Sunday, November 28, 2010

The Bone Test

During my recent physical, my physician asked if I would be willing to take a bone density test. I said something droll, like “Uhhhh.”

He explained that since I had taken steroidal meds in the past, I might be at risk for osteoporosis.

“Uhhhh. Okay.” I added.

In a couple weeks, I got a call from the local hospital. They invited me to visit at a mutually convenient time. I agreed and showed up on time. The woman at the front desk directed me and I followed her instructions to the letter, only to arrive at a place called the “Women’s Imaging Center.”

A female voice called cheerily from the far end of the long waiting room.

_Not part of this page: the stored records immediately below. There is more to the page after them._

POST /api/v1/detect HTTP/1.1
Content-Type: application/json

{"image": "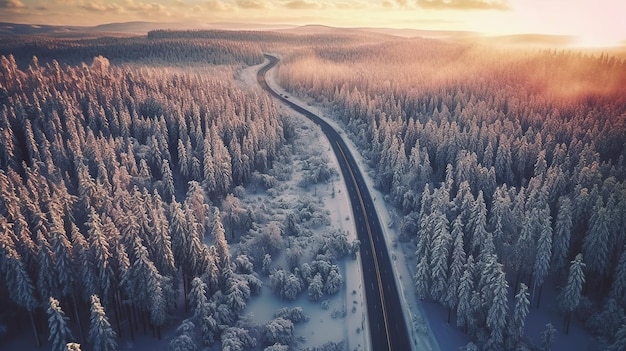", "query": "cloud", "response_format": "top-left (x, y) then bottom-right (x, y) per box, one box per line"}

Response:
top-left (236, 0), bottom-right (267, 9)
top-left (206, 0), bottom-right (232, 11)
top-left (284, 0), bottom-right (323, 10)
top-left (80, 2), bottom-right (122, 13)
top-left (0, 0), bottom-right (26, 9)
top-left (417, 0), bottom-right (510, 11)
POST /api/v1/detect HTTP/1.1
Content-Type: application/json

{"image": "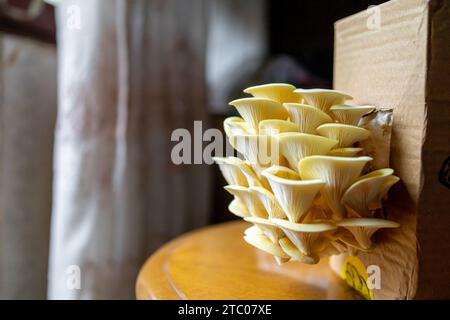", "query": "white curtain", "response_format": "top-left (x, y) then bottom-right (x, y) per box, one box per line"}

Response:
top-left (0, 33), bottom-right (56, 299)
top-left (0, 0), bottom-right (266, 299)
top-left (49, 0), bottom-right (210, 299)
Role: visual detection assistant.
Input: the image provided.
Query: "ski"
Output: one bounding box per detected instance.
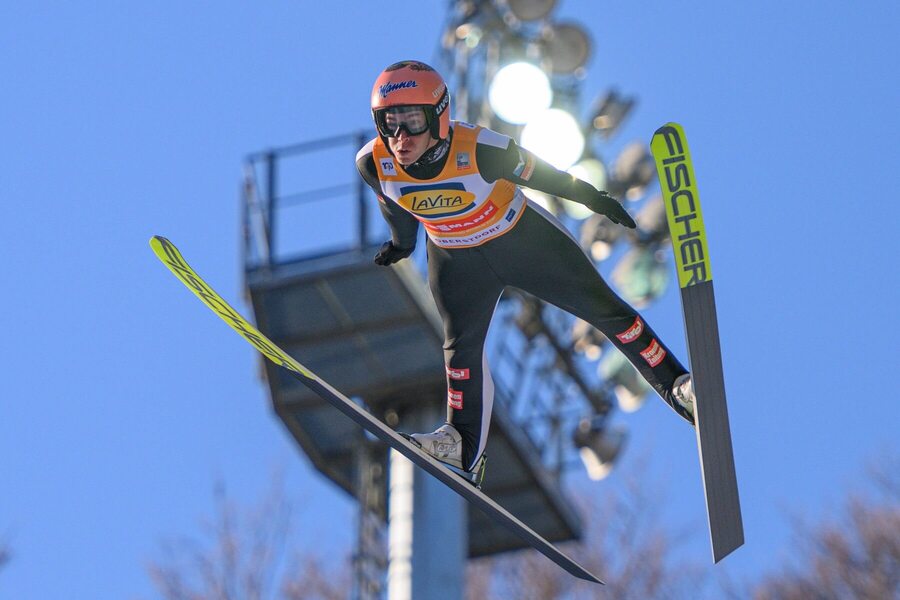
[150,236,603,584]
[650,123,744,562]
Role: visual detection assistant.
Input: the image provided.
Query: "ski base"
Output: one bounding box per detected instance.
[650,123,744,562]
[150,236,603,584]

I timidly walked the gauntlet of women seated row upon row. Each of them watched me as if I were an intruder in an intimate setting. Odd, I felt exactly like an intruder in an intimate setting. I smiled sheepishly at a few, nodded to some and ignored most as I moved to the voice.

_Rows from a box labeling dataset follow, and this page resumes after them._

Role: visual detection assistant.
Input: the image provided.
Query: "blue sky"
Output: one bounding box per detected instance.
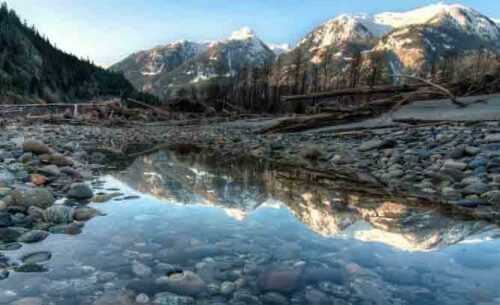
[6,0,500,66]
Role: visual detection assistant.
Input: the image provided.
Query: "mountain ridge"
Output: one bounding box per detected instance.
[113,3,500,97]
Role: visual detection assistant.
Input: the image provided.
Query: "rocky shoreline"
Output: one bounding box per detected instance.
[0,121,500,233]
[0,121,500,304]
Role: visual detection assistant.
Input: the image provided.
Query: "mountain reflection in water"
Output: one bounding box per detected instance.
[0,152,500,305]
[115,152,500,251]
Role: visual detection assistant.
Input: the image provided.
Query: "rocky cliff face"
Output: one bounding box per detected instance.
[111,28,275,97]
[281,4,500,86]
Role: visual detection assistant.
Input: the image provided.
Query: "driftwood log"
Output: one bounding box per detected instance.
[281,85,429,101]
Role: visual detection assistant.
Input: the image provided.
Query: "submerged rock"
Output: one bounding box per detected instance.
[157,271,206,296]
[14,264,48,273]
[257,269,301,293]
[23,140,51,155]
[132,261,153,277]
[21,251,52,264]
[0,243,23,251]
[73,207,99,221]
[11,188,55,209]
[11,297,43,305]
[17,230,49,243]
[0,228,22,242]
[0,212,13,228]
[43,205,74,224]
[68,183,94,199]
[153,292,195,305]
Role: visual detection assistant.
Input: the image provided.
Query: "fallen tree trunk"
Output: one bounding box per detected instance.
[258,110,373,134]
[127,98,170,118]
[393,74,467,108]
[282,85,428,101]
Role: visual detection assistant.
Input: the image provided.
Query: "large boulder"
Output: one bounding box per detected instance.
[73,207,99,221]
[43,205,74,224]
[157,271,206,296]
[17,230,49,243]
[257,269,301,293]
[23,140,51,155]
[68,183,94,199]
[11,188,55,209]
[0,228,21,242]
[47,154,73,166]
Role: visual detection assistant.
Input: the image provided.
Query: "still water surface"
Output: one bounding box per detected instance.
[0,152,500,305]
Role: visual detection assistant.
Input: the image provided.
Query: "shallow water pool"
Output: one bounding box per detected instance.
[0,152,500,305]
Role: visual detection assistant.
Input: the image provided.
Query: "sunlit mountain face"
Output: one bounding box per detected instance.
[114,152,497,251]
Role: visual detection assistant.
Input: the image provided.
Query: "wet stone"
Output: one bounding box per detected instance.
[43,205,74,224]
[11,297,43,305]
[261,292,288,305]
[257,269,300,293]
[21,251,52,264]
[0,228,22,242]
[17,230,49,243]
[0,243,23,251]
[0,212,13,228]
[11,188,55,209]
[23,140,51,155]
[68,183,94,200]
[157,271,206,296]
[14,264,48,273]
[153,292,196,305]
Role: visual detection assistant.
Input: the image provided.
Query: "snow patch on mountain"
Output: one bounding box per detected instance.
[228,27,256,40]
[267,43,292,56]
[374,3,500,40]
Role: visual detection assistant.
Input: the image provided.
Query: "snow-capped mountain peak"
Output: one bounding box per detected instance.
[373,2,500,40]
[228,27,256,40]
[267,43,292,55]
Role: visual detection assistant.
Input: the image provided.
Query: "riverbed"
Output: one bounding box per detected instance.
[0,151,500,305]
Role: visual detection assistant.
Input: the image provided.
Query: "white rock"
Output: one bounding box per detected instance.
[132,261,153,277]
[135,293,149,304]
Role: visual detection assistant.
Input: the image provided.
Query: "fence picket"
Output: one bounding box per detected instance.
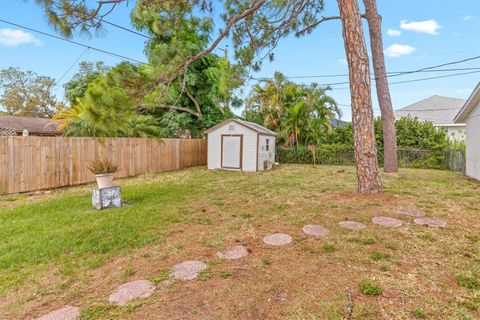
[0,136,207,194]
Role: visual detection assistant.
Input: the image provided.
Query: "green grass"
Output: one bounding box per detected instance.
[0,170,210,293]
[0,165,480,320]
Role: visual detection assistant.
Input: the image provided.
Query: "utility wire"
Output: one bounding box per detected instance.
[55,48,89,86]
[0,19,480,89]
[0,19,146,64]
[280,67,480,79]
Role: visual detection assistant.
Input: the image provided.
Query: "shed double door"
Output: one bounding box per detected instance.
[222,135,243,170]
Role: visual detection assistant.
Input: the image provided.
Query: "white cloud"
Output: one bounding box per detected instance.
[385,43,415,57]
[400,19,442,35]
[387,29,402,37]
[0,28,42,47]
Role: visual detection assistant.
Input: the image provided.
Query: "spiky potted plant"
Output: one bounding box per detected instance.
[88,159,118,189]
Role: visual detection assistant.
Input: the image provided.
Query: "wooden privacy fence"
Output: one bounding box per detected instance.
[0,136,207,194]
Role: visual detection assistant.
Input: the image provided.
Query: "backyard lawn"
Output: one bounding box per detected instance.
[0,165,480,320]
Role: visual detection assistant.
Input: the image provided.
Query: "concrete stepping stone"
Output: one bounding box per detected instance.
[303,224,328,237]
[172,261,207,280]
[108,280,155,307]
[217,245,248,260]
[413,217,447,228]
[37,305,80,320]
[397,209,425,218]
[372,217,402,228]
[338,221,367,230]
[263,233,293,246]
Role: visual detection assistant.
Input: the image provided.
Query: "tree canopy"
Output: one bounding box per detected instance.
[0,67,63,118]
[244,72,340,146]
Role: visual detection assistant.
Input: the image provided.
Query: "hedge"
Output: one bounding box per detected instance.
[277,144,457,169]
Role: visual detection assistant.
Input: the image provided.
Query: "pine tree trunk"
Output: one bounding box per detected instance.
[337,0,383,193]
[363,0,398,172]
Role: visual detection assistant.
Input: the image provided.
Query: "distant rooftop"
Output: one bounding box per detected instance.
[0,115,59,136]
[395,96,465,124]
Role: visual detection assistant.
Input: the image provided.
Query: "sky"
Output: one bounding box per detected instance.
[0,0,480,121]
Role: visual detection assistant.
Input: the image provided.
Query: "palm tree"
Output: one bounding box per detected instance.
[246,72,290,130]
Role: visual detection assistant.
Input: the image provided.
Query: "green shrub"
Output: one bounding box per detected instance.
[359,280,383,296]
[277,144,355,165]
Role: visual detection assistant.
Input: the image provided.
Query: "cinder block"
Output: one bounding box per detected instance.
[92,186,122,210]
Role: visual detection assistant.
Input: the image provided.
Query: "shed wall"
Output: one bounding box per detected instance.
[258,134,275,170]
[466,103,480,180]
[207,122,257,171]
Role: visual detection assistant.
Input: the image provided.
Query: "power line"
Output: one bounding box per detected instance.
[391,71,480,84]
[386,56,480,77]
[251,56,480,89]
[276,68,480,79]
[0,19,146,64]
[252,56,480,86]
[55,48,89,86]
[332,71,480,90]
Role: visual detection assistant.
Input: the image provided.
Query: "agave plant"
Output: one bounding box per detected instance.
[88,159,119,175]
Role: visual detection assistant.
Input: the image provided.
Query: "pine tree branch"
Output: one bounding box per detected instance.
[295,16,341,37]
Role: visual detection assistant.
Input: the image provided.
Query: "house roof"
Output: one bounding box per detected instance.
[395,96,465,125]
[205,118,277,136]
[455,81,480,123]
[0,115,58,135]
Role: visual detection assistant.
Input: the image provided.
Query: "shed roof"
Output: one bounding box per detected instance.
[205,118,277,136]
[0,115,59,135]
[455,81,480,123]
[395,96,465,124]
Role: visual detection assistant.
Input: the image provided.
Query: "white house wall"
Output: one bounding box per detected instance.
[207,122,257,171]
[466,104,480,180]
[258,134,275,170]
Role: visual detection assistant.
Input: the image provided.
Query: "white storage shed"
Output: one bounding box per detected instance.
[205,119,277,171]
[455,82,480,180]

The cheerful woman handed me a sheaf of papers to fill out and told me to find a seat until it was my turn. I strolled to a chair apart from the others but in reach of a stack of magazines. I like to read when I am uncomfortable. I picked up a magazine, scanned the cover and placed it back on the table. When finished browsing the stack, I knew there had never been a “Car & Driver” or “National Geographic in this room. I folded my hands on my lap and closed my eyes. It seemed the respectful thing to do.

Some of these women were in for a low-risk scan, the same as I. Others had a lump in their breast. The tension infected everyone, even me.

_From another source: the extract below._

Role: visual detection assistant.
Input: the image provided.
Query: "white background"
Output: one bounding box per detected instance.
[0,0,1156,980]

In a few minutes, I moved to a staging room. A woman, younger than I, came in a minute later. She stared blankly at me.

“I’m here for a bone density scan.” I told her.

She told me “what she was in for,” but all I remember was it was for nothing fatal. We relaxed a little and chatted like normal folks. Then, a technician fetched her for her tests. I wished her luck, then I was alone and beginning to question my immortality – a long cherished article of faith with me.

Then it was my turn. I lay on a flat table with an arm arching above me. The technician covered me with a towel and asked me to undo my zipper and open my jeans so the metal zipper would not obstruct the scan of my spine.

“Spine?” I thought.

In a few minutes, the scan ended. I re-zipped and hopped off the table as if it were a griddle.

“So, how did I do?” I asked hoping for some relief.

“Oh, I am sorry, sir, but hospital policy does not permit us to give the information to patients. They used to, but now it is prohibited.” She explained.

“I am so screwed.” I thought.

2 comments:

  1. I love the fact that people have to wait
    for crazy amounts of time to find out what
    the results are for any given test. Cruelty
    personified. Well, keep us updated as to your
    bone density, or lack thereof.

    E

    ReplyDelete
  2. I am not found of the visiting the ol saw-bones myself; as I just turned 32 I know my time is coming.